[RFC PATCH v4 01/10] fadump: Add documentation for firmware-assisted dump.

Cong Wang amwang at redhat.com
Thu Nov 10 20:46:30 EST 2011


于 2011年11月07日 17:55, Mahesh J Salgaonkar 写道:
> From: Mahesh Salgaonkar<mahesh at linux.vnet.ibm.com>
>
> Documentation for firmware-assisted dump. This document is based on the
> original documentation written for phyp assisted dump by Linas Vepstas
> and Manish Ahuja, with few changes to reflect the current implementation.
>
> Change in v3:
> - Modified the documentation to reflect introdunction of fadump_registered
>    sysfs file and few minor changes.
>
> Change in v2:
> - Modified the documentation to reflect the change of fadump_region
>    file under debugfs filesystem.
>
> Signed-off-by: Mahesh Salgaonkar<mahesh at linux.vnet.ibm.com>


Please Cc Randy Dunlap <rdunlap at xenotime.net> for kernel documentation
patch.

I have some inline comments below.

> ---
>   Documentation/powerpc/firmware-assisted-dump.txt |  262 ++++++++++++++++++++++
>   1 files changed, 262 insertions(+), 0 deletions(-)
>   create mode 100644 Documentation/powerpc/firmware-assisted-dump.txt
>
> diff --git a/Documentation/powerpc/firmware-assisted-dump.txt b/Documentation/powerpc/firmware-assisted-dump.txt
> new file mode 100644
> index 0000000..ba6724a
> --- /dev/null
> +++ b/Documentation/powerpc/firmware-assisted-dump.txt
> @@ -0,0 +1,262 @@
> +
> +                   Firmware-Assisted Dump
> +                   ------------------------
> +                       July 2011
> +
> +The goal of firmware-assisted dump is to enable the dump of
> +a crashed system, and to do so from a fully-reset system, and
> +to minimize the total elapsed time until the system is back
> +in production use.
> +
> +As compared to kdump or other strategies, firmware-assisted
> +dump offers several strong, practical advantages:


Comparing with kdump or...

> +
> +-- Unlike kdump, the system has been reset, and loaded
> +   with a fresh copy of the kernel.  In particular,
> +   PCI and I/O devices have been reinitialized and are
> +   in a clean, consistent state.
> +-- Once the dump is copied out, the memory that held the dump
> +   is immediately available to the running kernel.
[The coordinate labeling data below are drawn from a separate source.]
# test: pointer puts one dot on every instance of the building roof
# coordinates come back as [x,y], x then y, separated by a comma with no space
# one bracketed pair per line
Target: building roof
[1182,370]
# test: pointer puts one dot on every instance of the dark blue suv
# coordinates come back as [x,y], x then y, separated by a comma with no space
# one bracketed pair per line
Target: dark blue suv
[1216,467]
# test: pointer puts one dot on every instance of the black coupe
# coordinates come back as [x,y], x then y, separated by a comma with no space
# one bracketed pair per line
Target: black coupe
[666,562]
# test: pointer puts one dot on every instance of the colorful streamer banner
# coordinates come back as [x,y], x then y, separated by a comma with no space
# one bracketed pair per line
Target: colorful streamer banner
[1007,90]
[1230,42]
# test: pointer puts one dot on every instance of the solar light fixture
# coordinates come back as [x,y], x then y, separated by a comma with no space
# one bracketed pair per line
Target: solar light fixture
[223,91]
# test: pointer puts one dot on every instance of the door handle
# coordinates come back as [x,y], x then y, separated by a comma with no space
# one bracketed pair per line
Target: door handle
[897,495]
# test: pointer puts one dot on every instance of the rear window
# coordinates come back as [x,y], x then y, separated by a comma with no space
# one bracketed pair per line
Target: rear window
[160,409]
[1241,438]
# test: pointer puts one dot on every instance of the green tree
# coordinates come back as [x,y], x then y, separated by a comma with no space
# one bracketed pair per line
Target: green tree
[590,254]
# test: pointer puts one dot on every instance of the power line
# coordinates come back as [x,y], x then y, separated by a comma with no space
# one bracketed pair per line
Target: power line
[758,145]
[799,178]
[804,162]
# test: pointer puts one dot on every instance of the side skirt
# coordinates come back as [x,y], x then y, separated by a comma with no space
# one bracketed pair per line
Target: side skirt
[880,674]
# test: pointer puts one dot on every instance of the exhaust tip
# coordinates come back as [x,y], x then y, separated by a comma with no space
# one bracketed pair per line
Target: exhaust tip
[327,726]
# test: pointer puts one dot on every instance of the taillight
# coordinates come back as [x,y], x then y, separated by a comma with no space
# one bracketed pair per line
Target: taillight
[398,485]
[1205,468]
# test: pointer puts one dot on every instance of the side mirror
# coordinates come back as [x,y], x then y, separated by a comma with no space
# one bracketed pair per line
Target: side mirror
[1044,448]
A further
> +   reboot isn't required.
> +
> +The above can only be accomplished by coordination with,
> +and assistance from the Power firmware. The procedure is
> +as follows:
> +
> +-- The first kernel registers the sections of memory with the
> +   Power firmware for dump preservation during OS initialization.
> +   This registered sections of memory is reserved by the first

These registered sections of memory are...

> +   kernel during early boot.
> +
> +-- When a system crashes, the Power firmware will save
> +   the low memory (boot memory of size larger of 5% of system RAM
> +   or 256MB) of RAM to a previously registered save region. It

...to the previous registered region...

> +   will also save system registers, and hardware PTE's.
> +
> +   NOTE: The term 'boot memory' means size of the low memory chunk
> +         that is required for a kernel to boot successfully when
> +         booted with restricted memory. By default, the boot memory
> +         size will be calculated to larger of 5% of system RAM or

will be the larger of...

> +         256MB. Alternatively, user can also specify boot memory
> +         size through boot parameter 'fadump_reserve_mem=' which
> +         will override the default calculated size.
> +
> +-- After the low memory (boot memory) area has been saved, the
> +   firmware will reset PCI and other hardware state.  It will
> +   *not* clear the RAM. It will then launch the bootloader, as
> +   normal.
> +
> +-- The freshly booted kernel will notice that there is a new
> +   node (ibm,dump-kernel) in the device tree, indicating that
> +   there is crash data available from a previous boot. During
> +   the early boot OS will reserve rest of the memory above
> +   boot memory size effectively booting with restricted memory
> +   size. This will make sure that the second kernel will not
> +   touch any of the dump memory area.
> +
> +-- Userspace tools will read /proc/vmcore to obtain the contents
> +   of memory, which holds the previous crashed kernel dump in ELF
> +   format. The userspace tools may copy this info to disk, or
> +   network, nas, san, iscsi, etc. as desired.


s/Userspace/User-space/

> +
> +-- Once the userspace tool is done saving dump, it will echo
> +   '1' to /sys/kernel/fadump_release_mem to release the reserved
> +   memory back to general use, except the memory required for
> +   next firmware-assisted dump registration.
> +
> +   e.g.
> +     # echo 1>  /sys/kernel/fadump_release_mem
> +
> +Please note that the firmware-assisted dump feature
> +is only available on Power6 and above systems with recent
> +firmware versions.
> +
> +Implementation details:
> +----------------------
> +
> +During boot, a check is made to see if firmware supports
> +this feature on that particular machine. If it does, then
> +we check to see if an active dump is waiting for us. If yes
> +then everything but boot memory size of RAM is reserved during
> +early boot (See Fig. 2). This area is released once we collect a
> +dump from user land scripts (kdump scripts) that are run. If

This area is released once we finish collecting the dump
from user land scripts (e.g. kdump scripts).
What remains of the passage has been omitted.